The ideas for my drawings come from a wide range of places. They can come from any small or big thing I see or experience.

The ideas for ‘The All-day breakfast Experiment’ and ‘The Hatching Documentation’ came mostly from working in the APS department at the University of Sheffield. I was inspired by the work environment and lab/greenhouse activities combined with everyday things such as food & drink.

Ideas can come from ordinary conversations, or from things I come across, or find in the street. Even though a lot of my drawing is abstraction, everything is mostly based on direct observation of real things.

Language is definitely a very big inspiration, and ideas are often born out of word play and associations. The idea for ‘The Transitory Pea’ came from conversation and jokes during a pub lunch. Somebody used the word transitory in connection with vegetables, and I made a note of that.

Often ideas are developed by elaborating on one small idea, by sort of taking that visual idea for a mind-journey, and see where I might end up. A typical thing I do is to isolate a seemingly random thing and combine it with something else, and in that way, shift the following associations along.

S.W:

I enjoy your idea of combining random elements. Sometimes something magical and poetic happens when you do that. It feels important that you remain playful, which can be hard and requires a certain confidence.

R.K:

I think the editing and selection process that has to follow the playful stage of creativity is where a certain confidence is crucial. Artists have to take a leap, and have the faith to let the results live.

I love writing but I have always been a condensing writer (both in Danish and English). My way of working requires black and white drawing and black and white text to be symbiotic. I have come to see my drawing and text compilations as novels, but not graphic novels. They are not illustrated text, nor are they pictures with text accompaniment. I feel that they are simply novels of fiction.

S.W.

Something I’ve been asking myself is this: What steps can I take to make my work better? What does ‘better’ look like? So, Rita, what might your ‘better’ look like?

R.K.

That is a good question. I know that when I’m finished with a project, I usually think about how the next project can become better, or different. I try to make it ‘different’, and that hopefully ends up making it better, in my own opinion (I don’t know about the opinion of the audience). I’m trying to become better all the time, better at drawing, and better at constructing a ‘story’ that works for me.

I’m working on a project at the moment, and I am committed to finishing that particular idea, step by step, before I start a new project. I know that when I finish the project there will be a weird anti-climactic time of reflection, and that’s when I will form an idea for something new. Something different and hopefully better, but I don’t know what it looks like yet.

S.W.

I am tempted to ask you what your work is 'about', but I realise that is such a difficult question. What is/are your intention(s)?
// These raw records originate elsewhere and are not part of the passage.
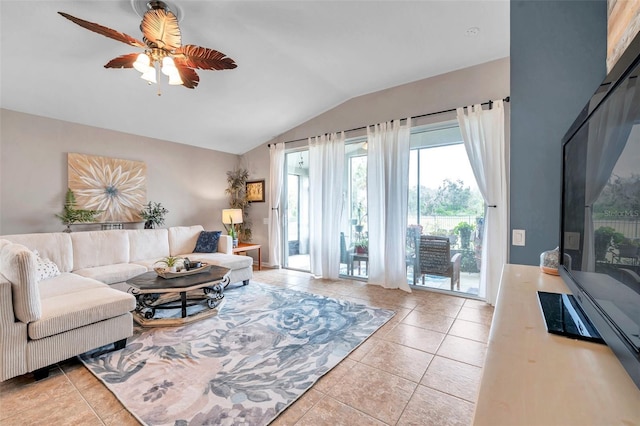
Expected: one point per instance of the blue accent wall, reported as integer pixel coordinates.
(558, 60)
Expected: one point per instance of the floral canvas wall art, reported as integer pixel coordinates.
(116, 187)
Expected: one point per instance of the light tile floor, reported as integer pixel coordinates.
(422, 368)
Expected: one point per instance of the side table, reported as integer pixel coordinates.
(244, 247)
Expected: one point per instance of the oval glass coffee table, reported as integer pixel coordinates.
(195, 296)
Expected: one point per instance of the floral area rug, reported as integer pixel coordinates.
(263, 350)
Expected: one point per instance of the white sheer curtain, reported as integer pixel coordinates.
(276, 178)
(608, 135)
(483, 135)
(326, 168)
(387, 193)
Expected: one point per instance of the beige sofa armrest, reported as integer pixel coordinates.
(6, 303)
(225, 244)
(13, 335)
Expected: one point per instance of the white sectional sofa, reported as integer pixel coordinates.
(47, 320)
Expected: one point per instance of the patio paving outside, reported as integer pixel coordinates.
(469, 281)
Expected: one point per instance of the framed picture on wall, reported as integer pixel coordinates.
(255, 191)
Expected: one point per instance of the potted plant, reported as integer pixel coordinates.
(362, 245)
(237, 192)
(358, 222)
(171, 263)
(70, 214)
(153, 214)
(464, 229)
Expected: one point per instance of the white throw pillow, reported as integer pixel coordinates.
(45, 268)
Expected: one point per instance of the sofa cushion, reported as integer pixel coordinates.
(54, 245)
(110, 274)
(18, 265)
(182, 239)
(230, 261)
(148, 244)
(45, 268)
(76, 302)
(207, 242)
(98, 248)
(66, 282)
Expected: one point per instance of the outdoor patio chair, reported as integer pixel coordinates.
(434, 258)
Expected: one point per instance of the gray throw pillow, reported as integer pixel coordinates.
(207, 242)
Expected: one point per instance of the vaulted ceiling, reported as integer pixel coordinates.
(296, 59)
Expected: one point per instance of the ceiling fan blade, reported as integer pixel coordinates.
(124, 61)
(107, 32)
(190, 78)
(204, 58)
(160, 29)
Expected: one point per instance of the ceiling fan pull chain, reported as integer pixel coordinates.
(158, 77)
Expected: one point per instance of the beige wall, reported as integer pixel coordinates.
(489, 81)
(188, 181)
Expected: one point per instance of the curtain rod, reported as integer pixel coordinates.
(490, 103)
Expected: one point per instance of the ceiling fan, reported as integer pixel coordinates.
(163, 48)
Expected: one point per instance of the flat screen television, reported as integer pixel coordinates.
(600, 214)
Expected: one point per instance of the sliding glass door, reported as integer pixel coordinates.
(296, 218)
(444, 201)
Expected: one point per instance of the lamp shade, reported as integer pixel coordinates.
(231, 216)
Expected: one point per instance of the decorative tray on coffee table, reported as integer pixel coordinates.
(168, 275)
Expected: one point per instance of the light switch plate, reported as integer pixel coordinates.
(572, 241)
(517, 238)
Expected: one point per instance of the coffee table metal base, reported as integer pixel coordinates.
(207, 295)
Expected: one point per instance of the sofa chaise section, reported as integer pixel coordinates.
(46, 321)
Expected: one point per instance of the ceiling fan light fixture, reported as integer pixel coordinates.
(168, 66)
(149, 75)
(142, 63)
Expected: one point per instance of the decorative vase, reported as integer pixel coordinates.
(549, 261)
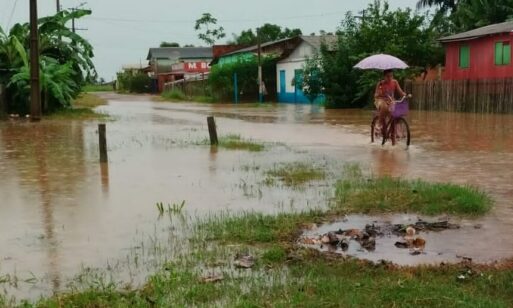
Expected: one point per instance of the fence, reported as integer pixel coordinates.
(479, 96)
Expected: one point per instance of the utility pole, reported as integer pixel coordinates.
(73, 21)
(35, 93)
(260, 85)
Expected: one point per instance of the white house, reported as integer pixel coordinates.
(291, 67)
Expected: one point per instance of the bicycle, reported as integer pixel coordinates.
(396, 128)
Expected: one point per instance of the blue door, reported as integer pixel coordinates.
(283, 85)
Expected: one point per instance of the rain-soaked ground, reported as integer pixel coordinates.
(61, 211)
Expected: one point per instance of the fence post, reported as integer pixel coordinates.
(212, 130)
(102, 132)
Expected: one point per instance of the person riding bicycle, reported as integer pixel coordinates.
(385, 94)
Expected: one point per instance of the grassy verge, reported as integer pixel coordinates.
(368, 195)
(287, 275)
(177, 95)
(97, 88)
(294, 174)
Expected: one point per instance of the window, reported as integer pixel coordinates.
(502, 53)
(464, 56)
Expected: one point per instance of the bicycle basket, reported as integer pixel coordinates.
(400, 109)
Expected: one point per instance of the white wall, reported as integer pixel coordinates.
(295, 61)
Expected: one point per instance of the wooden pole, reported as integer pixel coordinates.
(235, 88)
(212, 130)
(35, 92)
(3, 103)
(260, 86)
(102, 132)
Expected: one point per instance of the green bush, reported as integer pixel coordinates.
(134, 83)
(221, 78)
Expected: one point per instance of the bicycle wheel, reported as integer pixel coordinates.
(376, 132)
(400, 133)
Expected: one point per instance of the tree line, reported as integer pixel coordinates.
(65, 62)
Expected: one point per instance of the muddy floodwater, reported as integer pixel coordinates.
(62, 212)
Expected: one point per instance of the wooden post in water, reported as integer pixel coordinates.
(3, 103)
(212, 130)
(102, 132)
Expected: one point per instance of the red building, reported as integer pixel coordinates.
(483, 53)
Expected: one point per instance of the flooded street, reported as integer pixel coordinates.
(62, 211)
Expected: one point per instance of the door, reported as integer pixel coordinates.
(283, 84)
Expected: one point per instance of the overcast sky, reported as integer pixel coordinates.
(121, 31)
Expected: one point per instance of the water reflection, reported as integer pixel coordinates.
(104, 172)
(48, 161)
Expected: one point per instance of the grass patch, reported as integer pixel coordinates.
(236, 142)
(359, 194)
(97, 88)
(77, 114)
(294, 174)
(298, 277)
(177, 95)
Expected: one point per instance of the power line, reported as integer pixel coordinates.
(178, 21)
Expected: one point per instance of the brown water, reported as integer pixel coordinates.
(61, 210)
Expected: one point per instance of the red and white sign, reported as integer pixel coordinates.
(196, 67)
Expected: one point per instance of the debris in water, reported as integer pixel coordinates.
(402, 245)
(426, 226)
(246, 262)
(212, 278)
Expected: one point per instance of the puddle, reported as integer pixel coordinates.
(444, 246)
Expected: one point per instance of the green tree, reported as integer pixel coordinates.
(66, 61)
(211, 34)
(402, 33)
(169, 44)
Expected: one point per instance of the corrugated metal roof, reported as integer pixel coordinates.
(504, 27)
(313, 40)
(317, 41)
(180, 53)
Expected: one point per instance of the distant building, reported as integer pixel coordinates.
(483, 53)
(291, 54)
(290, 68)
(174, 63)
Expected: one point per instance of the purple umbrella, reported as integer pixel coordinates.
(381, 62)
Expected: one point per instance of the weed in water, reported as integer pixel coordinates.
(294, 174)
(175, 208)
(235, 142)
(88, 100)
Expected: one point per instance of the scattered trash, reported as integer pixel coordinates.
(366, 237)
(245, 262)
(426, 226)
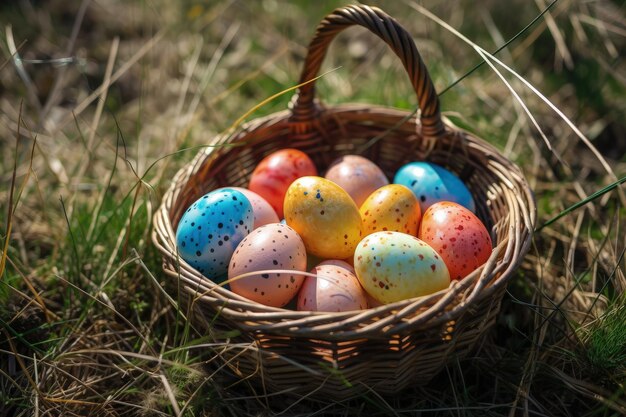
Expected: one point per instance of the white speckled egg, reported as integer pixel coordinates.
(335, 288)
(357, 175)
(394, 266)
(273, 246)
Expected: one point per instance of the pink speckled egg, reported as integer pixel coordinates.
(273, 246)
(262, 210)
(335, 288)
(457, 235)
(392, 208)
(357, 175)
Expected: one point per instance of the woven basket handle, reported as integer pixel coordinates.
(385, 27)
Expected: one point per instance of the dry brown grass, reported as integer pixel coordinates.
(86, 325)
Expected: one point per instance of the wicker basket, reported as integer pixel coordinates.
(338, 355)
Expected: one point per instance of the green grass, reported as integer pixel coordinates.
(90, 325)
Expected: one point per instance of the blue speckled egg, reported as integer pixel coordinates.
(211, 229)
(432, 183)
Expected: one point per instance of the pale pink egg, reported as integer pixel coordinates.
(335, 288)
(262, 210)
(359, 176)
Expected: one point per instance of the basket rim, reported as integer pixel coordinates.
(387, 319)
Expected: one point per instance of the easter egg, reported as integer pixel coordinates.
(457, 235)
(210, 230)
(391, 208)
(262, 210)
(432, 183)
(394, 266)
(275, 173)
(324, 215)
(357, 175)
(270, 247)
(334, 288)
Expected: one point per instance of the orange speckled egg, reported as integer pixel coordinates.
(357, 175)
(457, 235)
(324, 216)
(261, 209)
(271, 178)
(273, 246)
(335, 288)
(393, 208)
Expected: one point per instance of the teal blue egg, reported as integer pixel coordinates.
(432, 183)
(211, 229)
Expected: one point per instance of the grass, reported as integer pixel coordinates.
(95, 121)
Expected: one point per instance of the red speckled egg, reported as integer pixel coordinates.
(357, 175)
(273, 246)
(276, 172)
(457, 235)
(335, 288)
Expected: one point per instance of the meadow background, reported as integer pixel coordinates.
(102, 101)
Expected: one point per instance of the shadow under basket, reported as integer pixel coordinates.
(384, 349)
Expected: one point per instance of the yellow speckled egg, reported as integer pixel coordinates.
(392, 208)
(324, 215)
(393, 266)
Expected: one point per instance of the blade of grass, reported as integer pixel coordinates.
(507, 43)
(562, 115)
(272, 97)
(581, 203)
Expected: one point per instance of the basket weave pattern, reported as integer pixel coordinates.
(337, 355)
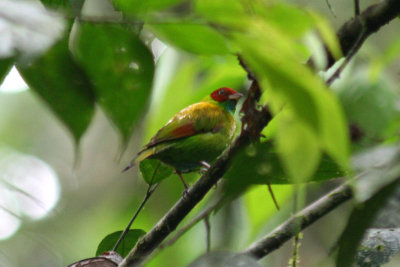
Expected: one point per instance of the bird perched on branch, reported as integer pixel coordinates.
(196, 135)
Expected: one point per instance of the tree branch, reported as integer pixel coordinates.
(370, 21)
(178, 212)
(298, 222)
(254, 121)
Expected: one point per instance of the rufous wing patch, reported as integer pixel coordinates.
(184, 130)
(217, 127)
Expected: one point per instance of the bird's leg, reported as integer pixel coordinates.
(206, 166)
(185, 192)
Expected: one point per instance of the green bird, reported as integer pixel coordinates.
(196, 135)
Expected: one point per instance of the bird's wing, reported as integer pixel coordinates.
(198, 118)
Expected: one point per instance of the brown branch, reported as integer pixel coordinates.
(370, 21)
(254, 121)
(298, 222)
(178, 212)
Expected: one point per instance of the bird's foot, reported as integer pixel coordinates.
(205, 164)
(185, 193)
(205, 167)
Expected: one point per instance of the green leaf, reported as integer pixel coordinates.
(153, 171)
(125, 246)
(379, 166)
(378, 247)
(61, 83)
(5, 67)
(137, 7)
(121, 68)
(360, 219)
(194, 38)
(299, 148)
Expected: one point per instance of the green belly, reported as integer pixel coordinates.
(186, 154)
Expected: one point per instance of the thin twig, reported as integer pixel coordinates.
(272, 195)
(149, 192)
(299, 222)
(357, 7)
(361, 38)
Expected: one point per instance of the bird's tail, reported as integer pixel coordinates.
(144, 154)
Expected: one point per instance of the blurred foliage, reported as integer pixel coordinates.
(62, 84)
(153, 171)
(129, 241)
(159, 56)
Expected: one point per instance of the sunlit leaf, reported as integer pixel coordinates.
(121, 68)
(380, 62)
(224, 259)
(135, 7)
(378, 247)
(5, 66)
(379, 166)
(372, 106)
(191, 37)
(294, 85)
(126, 244)
(328, 35)
(299, 148)
(153, 171)
(63, 85)
(379, 178)
(27, 28)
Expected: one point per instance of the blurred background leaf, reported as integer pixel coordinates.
(22, 28)
(122, 75)
(378, 247)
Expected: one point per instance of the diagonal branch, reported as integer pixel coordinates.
(299, 222)
(370, 21)
(178, 212)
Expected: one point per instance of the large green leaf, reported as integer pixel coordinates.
(294, 86)
(5, 67)
(379, 178)
(121, 68)
(378, 247)
(194, 38)
(63, 85)
(124, 247)
(137, 7)
(360, 219)
(372, 106)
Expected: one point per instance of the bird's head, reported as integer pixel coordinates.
(225, 94)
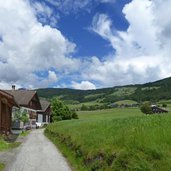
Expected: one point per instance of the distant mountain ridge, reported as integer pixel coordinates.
(152, 91)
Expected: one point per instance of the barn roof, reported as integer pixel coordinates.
(22, 97)
(44, 104)
(10, 97)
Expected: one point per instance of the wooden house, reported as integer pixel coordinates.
(6, 103)
(28, 101)
(43, 115)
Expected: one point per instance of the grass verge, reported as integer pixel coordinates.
(25, 133)
(2, 166)
(138, 143)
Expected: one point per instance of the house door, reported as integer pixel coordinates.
(40, 118)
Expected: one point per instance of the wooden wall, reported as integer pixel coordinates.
(5, 114)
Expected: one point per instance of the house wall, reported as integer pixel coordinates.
(5, 114)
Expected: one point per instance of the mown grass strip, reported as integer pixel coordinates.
(25, 133)
(2, 166)
(112, 143)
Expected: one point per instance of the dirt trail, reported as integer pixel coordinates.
(37, 153)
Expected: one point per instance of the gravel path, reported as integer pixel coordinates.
(37, 153)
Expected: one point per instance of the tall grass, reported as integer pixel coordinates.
(2, 166)
(129, 142)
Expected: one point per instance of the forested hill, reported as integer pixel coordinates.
(154, 91)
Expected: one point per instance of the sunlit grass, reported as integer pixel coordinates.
(120, 139)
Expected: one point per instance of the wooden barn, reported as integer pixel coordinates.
(6, 103)
(28, 101)
(43, 116)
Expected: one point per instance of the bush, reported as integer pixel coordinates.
(146, 108)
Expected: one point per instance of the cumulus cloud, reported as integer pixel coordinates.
(142, 52)
(45, 14)
(27, 47)
(74, 6)
(84, 85)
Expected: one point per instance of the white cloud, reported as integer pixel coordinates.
(142, 52)
(52, 76)
(84, 85)
(45, 14)
(28, 47)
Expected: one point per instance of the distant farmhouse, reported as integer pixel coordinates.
(26, 100)
(7, 101)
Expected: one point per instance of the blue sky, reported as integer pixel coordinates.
(83, 44)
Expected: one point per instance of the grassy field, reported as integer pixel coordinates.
(2, 166)
(117, 139)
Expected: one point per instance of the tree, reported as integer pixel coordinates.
(146, 108)
(60, 111)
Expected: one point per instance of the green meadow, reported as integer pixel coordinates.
(115, 139)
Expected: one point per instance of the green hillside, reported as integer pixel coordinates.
(154, 91)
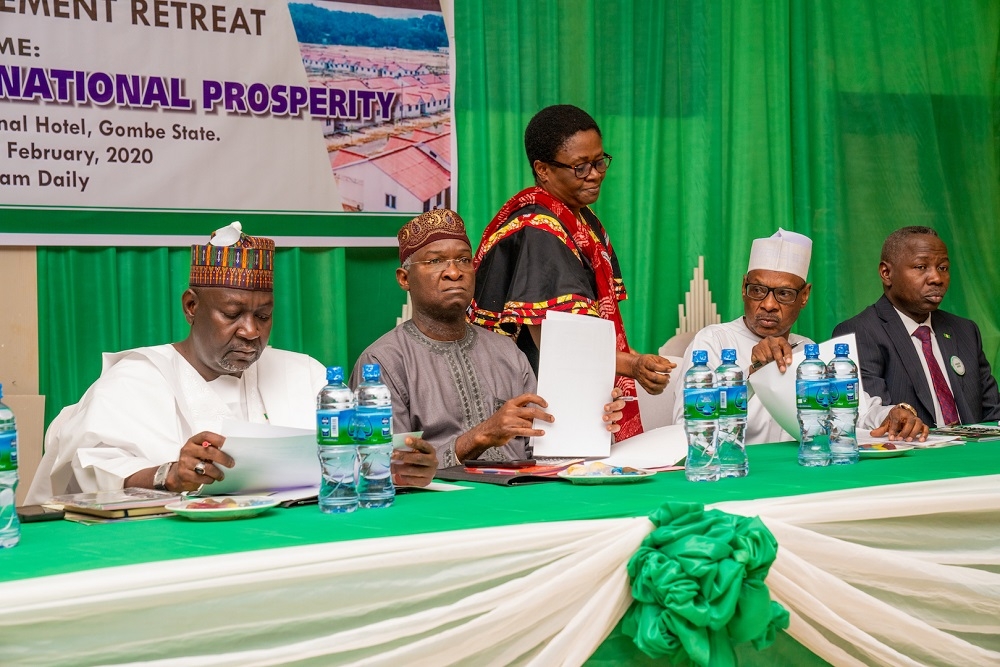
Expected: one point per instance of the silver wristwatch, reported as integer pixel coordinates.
(160, 477)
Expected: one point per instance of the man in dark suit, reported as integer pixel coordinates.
(913, 353)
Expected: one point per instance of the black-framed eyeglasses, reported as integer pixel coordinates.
(439, 264)
(582, 170)
(785, 295)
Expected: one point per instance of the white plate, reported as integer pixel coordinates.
(607, 479)
(245, 507)
(877, 451)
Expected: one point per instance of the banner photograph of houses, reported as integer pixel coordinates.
(400, 163)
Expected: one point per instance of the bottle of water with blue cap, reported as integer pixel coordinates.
(813, 409)
(372, 430)
(701, 420)
(732, 417)
(10, 526)
(338, 454)
(844, 401)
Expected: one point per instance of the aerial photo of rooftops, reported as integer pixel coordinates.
(400, 163)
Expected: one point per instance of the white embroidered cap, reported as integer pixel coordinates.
(785, 251)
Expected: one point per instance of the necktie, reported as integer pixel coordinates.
(949, 411)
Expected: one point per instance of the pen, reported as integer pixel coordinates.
(757, 364)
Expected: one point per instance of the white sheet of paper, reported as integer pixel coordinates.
(576, 372)
(776, 390)
(268, 458)
(659, 448)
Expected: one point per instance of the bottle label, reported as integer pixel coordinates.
(332, 427)
(701, 403)
(8, 451)
(812, 394)
(733, 401)
(844, 393)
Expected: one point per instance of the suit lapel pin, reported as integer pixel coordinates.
(957, 364)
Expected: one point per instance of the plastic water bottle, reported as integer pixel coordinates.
(10, 527)
(338, 454)
(812, 409)
(701, 420)
(844, 401)
(732, 417)
(372, 430)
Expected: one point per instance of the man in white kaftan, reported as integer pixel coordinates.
(150, 400)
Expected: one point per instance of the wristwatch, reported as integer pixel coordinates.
(160, 476)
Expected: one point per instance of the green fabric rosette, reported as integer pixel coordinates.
(698, 586)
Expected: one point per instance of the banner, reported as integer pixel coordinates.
(298, 112)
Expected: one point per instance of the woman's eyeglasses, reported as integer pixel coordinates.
(582, 170)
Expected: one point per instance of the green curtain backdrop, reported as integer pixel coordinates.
(840, 119)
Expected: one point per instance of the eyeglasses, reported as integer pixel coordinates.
(439, 264)
(785, 295)
(582, 170)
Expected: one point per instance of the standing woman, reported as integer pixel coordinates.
(546, 250)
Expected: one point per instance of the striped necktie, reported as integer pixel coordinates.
(949, 411)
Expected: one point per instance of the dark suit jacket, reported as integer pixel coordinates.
(890, 367)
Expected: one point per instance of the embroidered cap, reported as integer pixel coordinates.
(233, 259)
(787, 252)
(428, 227)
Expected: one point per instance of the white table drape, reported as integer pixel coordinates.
(905, 574)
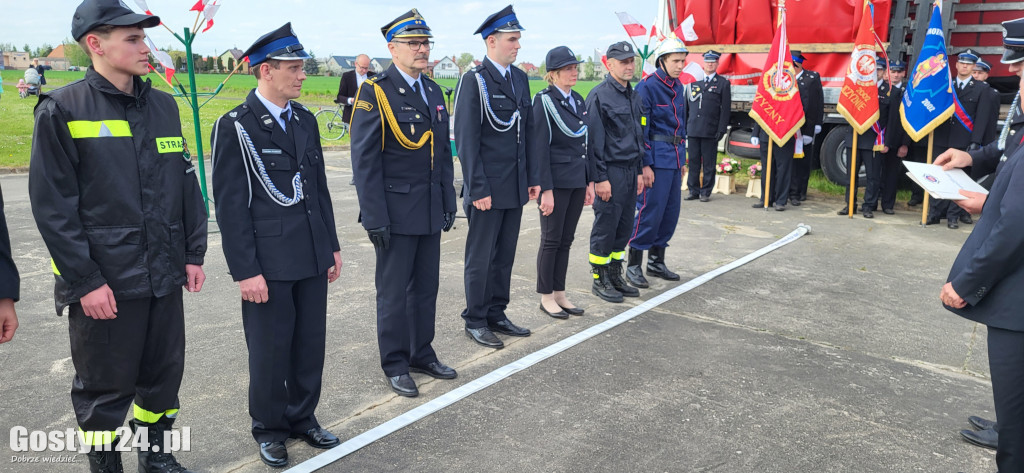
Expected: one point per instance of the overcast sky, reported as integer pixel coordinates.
(348, 28)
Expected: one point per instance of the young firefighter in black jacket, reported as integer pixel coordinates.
(116, 200)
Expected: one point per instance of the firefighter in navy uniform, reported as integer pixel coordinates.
(664, 97)
(872, 147)
(403, 177)
(616, 145)
(984, 283)
(812, 97)
(115, 197)
(973, 95)
(281, 246)
(707, 122)
(896, 139)
(491, 118)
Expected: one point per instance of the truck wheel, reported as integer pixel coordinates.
(835, 159)
(738, 144)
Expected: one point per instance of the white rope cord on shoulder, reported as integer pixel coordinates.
(252, 162)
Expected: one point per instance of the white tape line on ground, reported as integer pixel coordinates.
(484, 381)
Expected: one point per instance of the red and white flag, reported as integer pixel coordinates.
(633, 28)
(858, 101)
(209, 11)
(776, 104)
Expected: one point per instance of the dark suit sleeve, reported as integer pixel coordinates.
(467, 137)
(9, 281)
(539, 144)
(54, 196)
(231, 187)
(368, 167)
(1003, 245)
(595, 144)
(983, 120)
(723, 118)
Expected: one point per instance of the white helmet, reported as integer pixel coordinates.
(670, 45)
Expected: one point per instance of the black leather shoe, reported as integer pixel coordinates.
(507, 328)
(573, 310)
(987, 438)
(318, 437)
(436, 370)
(558, 314)
(981, 423)
(484, 337)
(273, 454)
(402, 385)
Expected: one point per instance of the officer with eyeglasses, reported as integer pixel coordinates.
(403, 177)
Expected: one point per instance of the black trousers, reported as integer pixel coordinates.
(1006, 362)
(801, 173)
(613, 219)
(892, 169)
(407, 301)
(491, 247)
(286, 337)
(781, 163)
(872, 170)
(701, 156)
(557, 231)
(139, 355)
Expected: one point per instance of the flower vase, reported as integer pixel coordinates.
(754, 187)
(724, 183)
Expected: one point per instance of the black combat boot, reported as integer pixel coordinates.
(615, 277)
(157, 459)
(655, 264)
(634, 269)
(602, 287)
(107, 460)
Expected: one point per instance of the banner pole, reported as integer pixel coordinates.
(924, 210)
(852, 189)
(768, 174)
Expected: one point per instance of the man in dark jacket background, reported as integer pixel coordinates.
(116, 199)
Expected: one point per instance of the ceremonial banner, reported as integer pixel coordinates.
(776, 104)
(858, 101)
(929, 97)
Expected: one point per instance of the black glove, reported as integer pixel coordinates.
(381, 238)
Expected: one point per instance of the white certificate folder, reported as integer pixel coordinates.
(942, 184)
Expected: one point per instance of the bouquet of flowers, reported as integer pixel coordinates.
(727, 166)
(754, 171)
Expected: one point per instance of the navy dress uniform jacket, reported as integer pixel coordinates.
(561, 160)
(281, 243)
(494, 164)
(409, 189)
(708, 108)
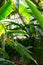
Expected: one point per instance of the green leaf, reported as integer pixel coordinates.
(24, 11)
(4, 60)
(22, 51)
(16, 32)
(36, 12)
(5, 10)
(4, 53)
(2, 28)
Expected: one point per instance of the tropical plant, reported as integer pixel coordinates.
(27, 29)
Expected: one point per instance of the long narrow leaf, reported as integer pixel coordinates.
(5, 10)
(36, 12)
(4, 53)
(4, 60)
(16, 32)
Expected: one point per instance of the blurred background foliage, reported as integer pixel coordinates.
(27, 33)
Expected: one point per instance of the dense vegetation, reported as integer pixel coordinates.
(21, 43)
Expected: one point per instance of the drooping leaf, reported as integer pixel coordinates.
(24, 11)
(4, 60)
(22, 51)
(36, 12)
(5, 10)
(2, 28)
(16, 32)
(4, 53)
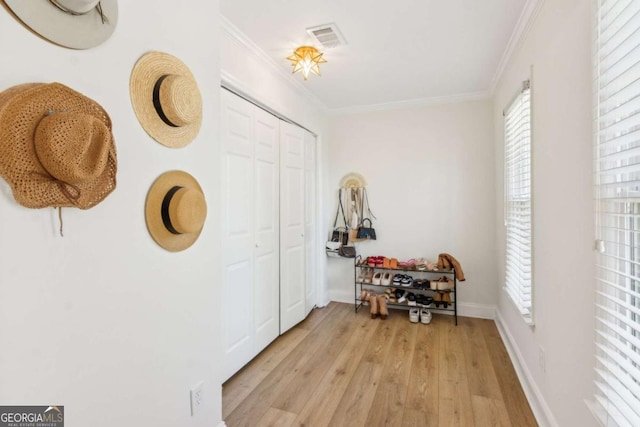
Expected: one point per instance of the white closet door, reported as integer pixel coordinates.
(292, 226)
(266, 303)
(238, 231)
(250, 260)
(310, 220)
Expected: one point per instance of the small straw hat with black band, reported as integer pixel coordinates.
(77, 24)
(175, 210)
(166, 99)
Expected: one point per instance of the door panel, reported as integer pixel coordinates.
(292, 221)
(310, 220)
(237, 232)
(266, 304)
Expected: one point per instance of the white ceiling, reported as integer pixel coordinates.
(398, 51)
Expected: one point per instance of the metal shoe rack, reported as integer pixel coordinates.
(358, 286)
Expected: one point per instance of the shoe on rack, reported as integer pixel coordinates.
(446, 299)
(362, 274)
(373, 302)
(382, 306)
(438, 299)
(386, 279)
(397, 280)
(376, 278)
(411, 297)
(409, 264)
(444, 284)
(414, 315)
(425, 316)
(369, 277)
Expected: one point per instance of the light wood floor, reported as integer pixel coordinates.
(338, 368)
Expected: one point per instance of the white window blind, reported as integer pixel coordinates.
(517, 165)
(617, 167)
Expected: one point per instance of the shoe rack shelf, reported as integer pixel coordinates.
(441, 307)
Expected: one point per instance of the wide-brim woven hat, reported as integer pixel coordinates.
(77, 24)
(353, 180)
(166, 99)
(175, 210)
(56, 147)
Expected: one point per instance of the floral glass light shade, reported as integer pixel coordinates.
(306, 59)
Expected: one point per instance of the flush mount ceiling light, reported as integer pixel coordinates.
(306, 59)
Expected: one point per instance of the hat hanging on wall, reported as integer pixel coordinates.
(77, 24)
(56, 147)
(353, 180)
(175, 210)
(166, 99)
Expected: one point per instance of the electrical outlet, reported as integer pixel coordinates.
(196, 398)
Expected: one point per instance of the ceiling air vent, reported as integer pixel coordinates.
(327, 35)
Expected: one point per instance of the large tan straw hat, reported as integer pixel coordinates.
(166, 99)
(56, 147)
(175, 210)
(353, 180)
(78, 24)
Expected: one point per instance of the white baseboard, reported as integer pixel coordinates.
(539, 406)
(480, 311)
(341, 296)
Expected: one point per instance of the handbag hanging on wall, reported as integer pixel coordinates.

And, ideally, what would you like the audience to take away from your work?

R.K.

I would like the reader/audience to take away...

A sense of wonder as to the information in the books, (reactions probably ranging from: ‘this is totally insane’ to ‘this is weird, but I dig the weird’). I want the reader to finish looking through the chapters, and then wondering about what they actually just experienced... hopefully reading the whole thing again.

I personally love a good story, and by ‘story’ I mean a lie. (I’m not saying I’m lying, because all the things I say are utterly true, and rooted in reality and history... of course it is!) It fascinates me that if you say a thing enough times it eventually enters the ‘shared psyche’ of the world, and becomes a kind of truth. We live in a time where we can’t really trust the authenticity of any images, text or information, and I think that has changed the way people look at the world.

I want my work to enter the ‘shared psyche’ somehow, by appealing to the imagination and prior knowledge of the reader. There are a lot of sections in my books referring to really dark things in the world, mixed in with the more surreal, and lies/true stories with humour too. It’s a dossier of episodes connected by an ever-expanding web of connections. What is the meaning of life? That is what my book is about. Nobody knows the meaning of Life but we keep looking for answers.

S.W.

You are reflecting the chaos, the mundanity, the weirdness and the harsh reality. It is a rich blend.

Your books reminded me of something I heard recently that helps me a great deal to navigate the contemporary human condition. It is 'The little things are the big things'. I took that to mean that the details we can easily miss or ignore are really the important things, the things that make life so worth living. This also reminds me of 'Seinfeld' which was really about nothing but was also fundamentally human.